A great day's birding

To: 'Peter Shute' <>, "" <>
Subject: A great day's birding
From: "Carl Weber " <>
Date: Tue, 19 Dec 2017 01:22:48 +0000
Peter, I do have a scope, but the tripod is broken and I have been lax in
buying a replacement. Also, I now find that carrying a scope and tripod for
any distance is difficult.

Nevertheless, I must admit that it would have been helpful at times. I went
to Quandialla a few months ago, where an Inland Dotterel had been sighted in
a paddock. When I got there, I could see lots of ground birds at distance
from the roadside, but on the other side of locked gates - no homestead, no
farmers/graziers. Eventually, a Banded Lapwing came close enough to ID, then
I could just make out an Australian Pratincole, but sadly the Dotterel, if
it was indeed present, didn't come close enough. (It turned out that other
birders reported that Inland Dotterel was not present.)

Carl Weber

-----Original Message-----
From: Peter Shute 
Sent: Monday, 18 December 2017 7:36 AM
To: ; 
Subject: A great day's birding

Well done, Carl. I agree that most of us rely on others to see birds, and
hopefully help others in turn (not a pun).

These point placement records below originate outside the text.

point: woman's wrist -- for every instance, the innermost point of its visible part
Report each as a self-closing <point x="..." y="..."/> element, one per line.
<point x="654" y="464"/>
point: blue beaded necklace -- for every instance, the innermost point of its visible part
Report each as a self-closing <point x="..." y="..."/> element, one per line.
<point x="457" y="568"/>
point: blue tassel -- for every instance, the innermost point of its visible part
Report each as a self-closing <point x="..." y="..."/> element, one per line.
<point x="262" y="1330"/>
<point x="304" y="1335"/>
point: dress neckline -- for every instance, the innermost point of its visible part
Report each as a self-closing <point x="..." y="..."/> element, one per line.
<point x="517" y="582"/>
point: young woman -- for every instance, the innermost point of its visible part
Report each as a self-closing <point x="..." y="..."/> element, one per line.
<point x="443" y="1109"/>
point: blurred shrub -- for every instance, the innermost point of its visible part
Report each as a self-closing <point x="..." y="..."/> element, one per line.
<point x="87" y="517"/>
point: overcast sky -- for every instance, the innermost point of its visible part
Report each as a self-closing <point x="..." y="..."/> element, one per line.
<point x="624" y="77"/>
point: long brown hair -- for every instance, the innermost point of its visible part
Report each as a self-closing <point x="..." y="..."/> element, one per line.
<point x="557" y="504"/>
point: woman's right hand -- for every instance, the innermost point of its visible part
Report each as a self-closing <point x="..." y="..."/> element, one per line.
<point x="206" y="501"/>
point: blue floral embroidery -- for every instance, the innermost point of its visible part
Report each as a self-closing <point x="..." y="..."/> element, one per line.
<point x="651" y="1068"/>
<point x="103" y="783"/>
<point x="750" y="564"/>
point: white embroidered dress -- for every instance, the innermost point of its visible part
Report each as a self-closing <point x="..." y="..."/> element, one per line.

So why don't you have your own scope?

Peter Shute

> -----Original Message-----
> From: Birding-Aus  On
> Behalf Of Carl Weber
> Sent: Sunday, 17 December 2017 7:41 PM
> To: 
> Subject: [Birding-Aus] A great day's birding
> I saw the Aleutian Terns at Old Bar on Friday. It was a great day's
> birding, more so because it was my 600th bird, 17 years in the making;
> the first 500 in
> 9 years and 8 years to go from 500 to 600. It took a little skill, a
> deal of persistence, and a modicum of luck.
> Above all, it was done with the help of a lot of people, starting with
> the people who run the sightings websites, and the people who
> generously provide information to them. There are the birders who give
> directions on site, and those who take time out to point out to
> sight-challenged birders like me, just where in the tree the subject
> bird is hiding. Thanks to the birders who invite us to look into their
scope to see the rare bird that is in its sights.
> (They never ask me why don't I have my own scope.) Thanks to the
> people who run pelagics (well done Roger) and are patient with those
> of us who stagger across the deck and are pleased to simply get a bird
> in our binns, let alone ID it. Thanks to the professional guides who
> share their knowledge with such enthusiasm and go beyond the call of
> duty to help find the bird (Chook C).
> Back to Old Bar on Friday. It was a fun day in a picturesque setting -
> the weather was kind, cool but no rain. Everyone had a smile. We were
> all conspirators doing something out of the ordinary, something that
> we understood, but many would not: taking a day off work to see a
> bird; driving
> 1500 km overnight, or simply walking fully dressed with cameras,
> binoculars, telescope, and tripods for 1 km along a secluded beach.
> Finally the views of the terns were great. I even saw terns in flight.
> I can't promise to in future always tell the difference between a
> common tern and an Aleutian, but I will know not to jump to conclusions.